A combo is a ready-made grouping of activities you can drop into a new section as a starting point, then tweak however you like. Combos live on the Combos tab of the Add new section window.
How combos work
Each combo tile shows its name, a one-line description, the number of activities it includes, and a preview of those activities. Pick one and it adds those activities to your section and pre-fills a suggested section name.
Combos only seed the section — they're starting points, not locked templates. Once you've picked one, you can add, remove, and reorder the activities, and rename the suggested section name, just as you would with any section.
The thinking behind combos
Most combos follow the same underlying rhythm: open with something that presents an idea or builds connection, give people an activity to engage with, then bring the group together to discuss it — for example, Video → Drawing → Discussion. Combos bake that structure in, so you start from a proven shape rather than a blank section.

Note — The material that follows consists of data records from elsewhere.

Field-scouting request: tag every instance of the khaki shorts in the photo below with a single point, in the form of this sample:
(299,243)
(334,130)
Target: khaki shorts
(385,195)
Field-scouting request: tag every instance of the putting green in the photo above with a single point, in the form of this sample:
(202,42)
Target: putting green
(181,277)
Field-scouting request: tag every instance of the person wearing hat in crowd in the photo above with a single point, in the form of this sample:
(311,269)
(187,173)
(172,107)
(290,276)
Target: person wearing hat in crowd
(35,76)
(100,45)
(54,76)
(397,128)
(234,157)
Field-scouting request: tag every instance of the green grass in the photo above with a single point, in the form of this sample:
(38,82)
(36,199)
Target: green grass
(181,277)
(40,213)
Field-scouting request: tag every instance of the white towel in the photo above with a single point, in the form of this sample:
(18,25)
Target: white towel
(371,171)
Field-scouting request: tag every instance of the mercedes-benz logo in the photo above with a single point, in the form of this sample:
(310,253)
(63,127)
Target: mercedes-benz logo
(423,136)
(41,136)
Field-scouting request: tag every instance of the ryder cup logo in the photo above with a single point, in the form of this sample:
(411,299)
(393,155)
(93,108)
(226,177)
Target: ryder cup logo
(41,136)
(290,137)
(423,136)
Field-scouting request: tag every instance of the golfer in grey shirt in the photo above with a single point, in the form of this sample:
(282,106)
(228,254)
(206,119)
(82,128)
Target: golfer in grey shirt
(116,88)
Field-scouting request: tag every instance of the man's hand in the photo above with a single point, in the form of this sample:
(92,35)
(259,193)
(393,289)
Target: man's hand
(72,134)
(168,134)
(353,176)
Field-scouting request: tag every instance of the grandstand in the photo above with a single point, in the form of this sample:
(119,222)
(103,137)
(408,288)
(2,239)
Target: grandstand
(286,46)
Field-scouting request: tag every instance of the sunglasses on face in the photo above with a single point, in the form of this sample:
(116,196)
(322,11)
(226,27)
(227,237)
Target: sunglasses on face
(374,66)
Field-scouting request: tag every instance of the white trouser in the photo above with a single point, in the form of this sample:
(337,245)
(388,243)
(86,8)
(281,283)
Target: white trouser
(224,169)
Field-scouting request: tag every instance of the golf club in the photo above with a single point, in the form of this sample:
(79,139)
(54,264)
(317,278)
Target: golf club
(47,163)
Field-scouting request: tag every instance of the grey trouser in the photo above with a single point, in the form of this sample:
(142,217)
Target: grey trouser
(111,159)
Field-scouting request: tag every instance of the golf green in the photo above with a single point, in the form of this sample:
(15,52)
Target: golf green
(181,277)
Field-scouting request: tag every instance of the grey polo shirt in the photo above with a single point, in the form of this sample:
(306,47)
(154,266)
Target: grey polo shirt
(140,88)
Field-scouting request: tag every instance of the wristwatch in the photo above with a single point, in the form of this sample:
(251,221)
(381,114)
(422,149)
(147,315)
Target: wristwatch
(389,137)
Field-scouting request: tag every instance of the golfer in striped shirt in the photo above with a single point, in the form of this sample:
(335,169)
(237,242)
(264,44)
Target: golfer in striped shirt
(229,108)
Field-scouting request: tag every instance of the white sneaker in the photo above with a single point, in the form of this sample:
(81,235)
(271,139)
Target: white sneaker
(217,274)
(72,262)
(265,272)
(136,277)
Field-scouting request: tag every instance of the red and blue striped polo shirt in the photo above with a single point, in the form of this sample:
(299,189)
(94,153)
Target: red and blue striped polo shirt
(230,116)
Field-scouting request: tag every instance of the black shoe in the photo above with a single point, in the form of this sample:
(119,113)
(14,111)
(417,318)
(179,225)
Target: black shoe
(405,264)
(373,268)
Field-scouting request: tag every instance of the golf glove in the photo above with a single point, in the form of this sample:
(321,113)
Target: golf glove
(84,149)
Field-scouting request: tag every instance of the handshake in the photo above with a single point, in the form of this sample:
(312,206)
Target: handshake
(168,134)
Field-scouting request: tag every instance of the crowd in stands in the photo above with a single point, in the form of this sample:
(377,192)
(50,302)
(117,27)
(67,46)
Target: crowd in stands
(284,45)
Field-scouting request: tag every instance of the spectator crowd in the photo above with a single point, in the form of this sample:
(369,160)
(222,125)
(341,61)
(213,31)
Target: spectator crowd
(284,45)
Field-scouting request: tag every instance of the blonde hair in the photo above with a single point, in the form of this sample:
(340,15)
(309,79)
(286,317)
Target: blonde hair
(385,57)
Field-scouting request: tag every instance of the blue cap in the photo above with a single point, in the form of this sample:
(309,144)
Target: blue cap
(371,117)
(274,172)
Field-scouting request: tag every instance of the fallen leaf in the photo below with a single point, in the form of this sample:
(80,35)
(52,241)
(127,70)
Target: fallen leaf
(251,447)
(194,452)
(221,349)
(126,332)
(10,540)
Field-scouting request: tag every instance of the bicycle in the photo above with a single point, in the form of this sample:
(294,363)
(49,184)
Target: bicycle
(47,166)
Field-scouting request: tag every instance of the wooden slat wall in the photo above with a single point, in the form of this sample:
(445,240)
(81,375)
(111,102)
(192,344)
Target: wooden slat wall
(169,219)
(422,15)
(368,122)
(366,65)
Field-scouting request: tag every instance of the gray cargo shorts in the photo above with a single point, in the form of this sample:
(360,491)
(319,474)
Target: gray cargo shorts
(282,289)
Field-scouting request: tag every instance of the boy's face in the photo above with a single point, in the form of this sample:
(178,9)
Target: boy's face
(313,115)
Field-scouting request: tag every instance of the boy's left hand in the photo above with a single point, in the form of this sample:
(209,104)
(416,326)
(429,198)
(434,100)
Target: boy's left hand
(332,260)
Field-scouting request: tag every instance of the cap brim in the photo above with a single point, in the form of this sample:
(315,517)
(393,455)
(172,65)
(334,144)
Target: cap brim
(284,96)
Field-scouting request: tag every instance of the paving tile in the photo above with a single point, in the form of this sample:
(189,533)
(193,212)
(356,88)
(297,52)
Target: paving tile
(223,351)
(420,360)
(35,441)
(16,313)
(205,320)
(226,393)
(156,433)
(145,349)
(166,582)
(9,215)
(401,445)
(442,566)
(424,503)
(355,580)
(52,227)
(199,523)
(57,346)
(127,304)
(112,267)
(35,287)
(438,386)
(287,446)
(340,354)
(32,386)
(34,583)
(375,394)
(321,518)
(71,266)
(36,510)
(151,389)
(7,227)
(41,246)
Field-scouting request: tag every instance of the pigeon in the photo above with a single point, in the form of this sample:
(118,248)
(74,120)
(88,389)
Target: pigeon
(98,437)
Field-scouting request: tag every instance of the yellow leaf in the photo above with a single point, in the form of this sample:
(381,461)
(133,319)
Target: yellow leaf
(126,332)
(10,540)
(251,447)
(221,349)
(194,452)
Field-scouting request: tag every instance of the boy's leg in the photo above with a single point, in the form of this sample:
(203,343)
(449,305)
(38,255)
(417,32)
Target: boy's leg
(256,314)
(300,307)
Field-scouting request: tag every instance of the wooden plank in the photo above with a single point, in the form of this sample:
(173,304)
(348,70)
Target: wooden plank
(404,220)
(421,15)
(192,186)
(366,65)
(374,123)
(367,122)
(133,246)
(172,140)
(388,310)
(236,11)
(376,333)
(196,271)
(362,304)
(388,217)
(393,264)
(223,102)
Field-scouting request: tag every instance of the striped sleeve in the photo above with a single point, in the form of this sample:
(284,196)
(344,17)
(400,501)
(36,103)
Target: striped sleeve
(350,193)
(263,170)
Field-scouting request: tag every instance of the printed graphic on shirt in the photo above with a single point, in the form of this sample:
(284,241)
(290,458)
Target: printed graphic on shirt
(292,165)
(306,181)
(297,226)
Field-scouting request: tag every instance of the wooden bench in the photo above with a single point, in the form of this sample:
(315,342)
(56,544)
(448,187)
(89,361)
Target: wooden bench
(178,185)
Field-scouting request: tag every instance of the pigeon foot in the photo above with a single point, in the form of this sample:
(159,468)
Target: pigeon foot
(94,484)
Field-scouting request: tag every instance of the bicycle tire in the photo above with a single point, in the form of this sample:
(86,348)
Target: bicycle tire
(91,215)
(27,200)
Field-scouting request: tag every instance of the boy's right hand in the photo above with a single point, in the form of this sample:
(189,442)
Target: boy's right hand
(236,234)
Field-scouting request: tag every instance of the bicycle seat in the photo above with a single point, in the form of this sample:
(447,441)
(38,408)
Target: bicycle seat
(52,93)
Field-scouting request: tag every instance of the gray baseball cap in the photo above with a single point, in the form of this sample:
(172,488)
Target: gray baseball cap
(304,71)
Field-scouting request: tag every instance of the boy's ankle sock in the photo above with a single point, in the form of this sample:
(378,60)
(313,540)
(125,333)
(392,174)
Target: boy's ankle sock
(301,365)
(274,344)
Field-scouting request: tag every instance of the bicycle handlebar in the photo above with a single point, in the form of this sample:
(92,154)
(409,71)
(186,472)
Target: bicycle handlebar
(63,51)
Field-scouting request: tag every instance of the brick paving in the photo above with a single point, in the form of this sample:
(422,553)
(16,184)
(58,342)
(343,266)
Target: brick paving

The combos available today
Thirteen combos ship today, roughly ordered to follow the arc of a session — open and connect, surface where the group is, introduce new material, generate and prioritise ideas, apply and practise, test understanding, then commit and close. You can build a whole experience by chaining them.
Combo | What it's for | Activities |
Connect via Drawing | Welcome the group and build positive connections through a shared drawing activity. | Video → Drawing → Discussion |
Connect via Check-in | Welcome the group, gauge immediate sentiment, and build initial connections using post-it notes. | Video → Post-it → Discussion |
Capture a Baseline | Gather baseline data or sentiment from the group before diving in. | Slideshow → Survey → Discussion |
Surface Prior Knowledge | Prime the cohort by surfacing existing knowledge, experiences, or preconceptions into a collective word cloud. | Audio → Word Cloud → Discussion |
Introduce & Explore | Introduce a new concept or framework via slides and capture initial reflections from the group. | Slideshow → Post-it → Discussion |
Ideate & Synthesize | Brainstorm and capture ideas using post-its, then vote as a group to prioritize and synthesize them. | Post-it → Vote → Discussion |
Map Opinion Distribution | Show the spread of opinions or alignments across a scale to anchor a deeper group conversation. | Slideshow → Scales → Discussion |
Share Best Practices | Provide a curated list of ideas or strategies for individuals to select, prioritize, and discuss. | Select → Discussion |
Practice & Apply Scenario | Share a real-world scenario on a slide, reflect and share individually on post-its before aligning on the best way forward. | Slideshow → Post-it → Discussion |
Execute Live Task | Prompt participants to individually complete a task outside of Makeshapes before sharing reflections and debriefing as a group. | Slideshow → Task → Discussion |
Test via Scenario | Introduce a situational video scenario and have participants use a quiz to choose the most effective path forward, then debrief as a group. | Video → Quiz → Discussion |
Test Knowledge Retention | Conclude the topic with a quick quiz to reinforce key concepts and highlight remaining knowledge gaps. | Slideshow → Quiz → Discussion |
Commit to Action | Individually reflect on key ideas, log a personal commitment note, and share intentions with the group. | Slideshow → Note → Discussion |
Every combo ends in a discussion, and most open with a media step — that's the present, interact, then discuss rhythm built in. Treat them as a head start: pick the closest shape, then make it your own.